#4 How does teaching affect your view of the world?
Teaching seems to be one of the most inclusive views of the problems (and strengths) of our society that I can imagine.
Teachers see consistently that the things that lead to success in school - and that doesn't always mean success in life, I know - are outside the control of schools to a great and glorious degree. Success in schools come from a message at home that success in schools matter, and it's incredibly obvious which students have gotten that message for their lives.*
Teaching also allows for a view of some spectacular - and some pretty pathetic - parenting. We see parents who for all sorts of reasons are detriments to their children's education. We see parents who yell and scream at teachers, who demand that their children don't get the consequences that just might turn the student away from whatever misguided path they're on. We see parents who abuse and belittle their children. We see parents who ignore their children, abandoning their children to take care of younger brothers and sisters while the parent disappears for days on end.
And, sadly, I don't have any idea how to fix those things.
People become the kinds of parents they saw far too often.
People have children when they're not in good situations to raise children - too young, too economically unstable, too little support in their system.
Far too many people have no idea how to parent, how to talk with their child instead of at their child, how to use the television in moderation and educationally instead of as a full-time babysitter, how to read to their child so that he or she comes to love reading.
Far too often there aren't easy ways out of the cycle of poor parenting because without education, without training, without assistance, the same mistakes are made - and all of that takes money, time, and desire to change...things that are often far too lacking.

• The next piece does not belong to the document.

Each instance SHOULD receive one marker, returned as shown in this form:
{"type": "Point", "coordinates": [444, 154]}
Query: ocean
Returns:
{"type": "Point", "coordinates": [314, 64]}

Maybe what I have come to realize, how my view of the world has changed is that I understand that the problems are complicated and sadly not Gordian-ly so.
* I can't remember where I read this argument, but it's an interesting one.

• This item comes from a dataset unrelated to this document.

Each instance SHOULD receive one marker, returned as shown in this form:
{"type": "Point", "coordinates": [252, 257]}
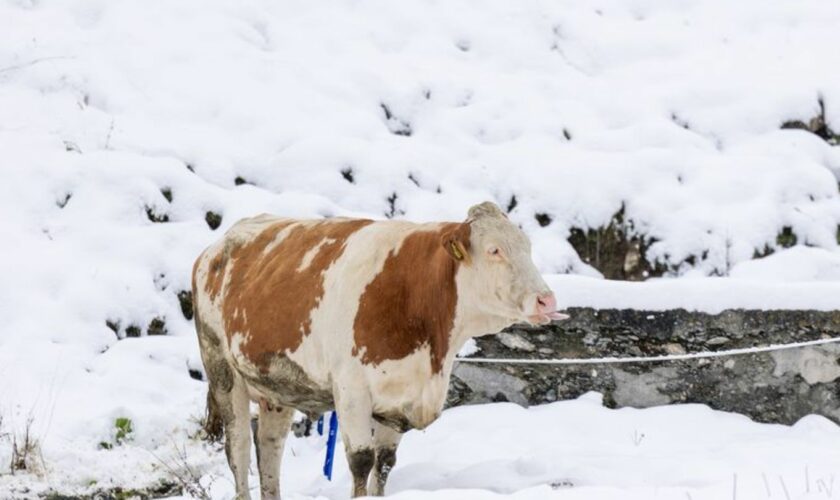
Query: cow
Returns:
{"type": "Point", "coordinates": [361, 316]}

The upper class families aren't terribly worried about education because they have learned the lesson that they will succeed in life because their family and their friends have succeeded. They know that they'll get the education they need as a checkmark - not as a route to success - no matter what they do.
The lowest socioeconomic class doesn't worry about education because it is simply another societal institution that is going to mistreat them, that is going to be used to deny them and their families a route to success.
It's only the middle classes that see education as a route to future success, so it's only the middle class students who really value education.
I don't know that I believe in that theory fully, but it's something that has made me reconsider the effects of economic class on educational value. It may not be as linear as it is often made out to be.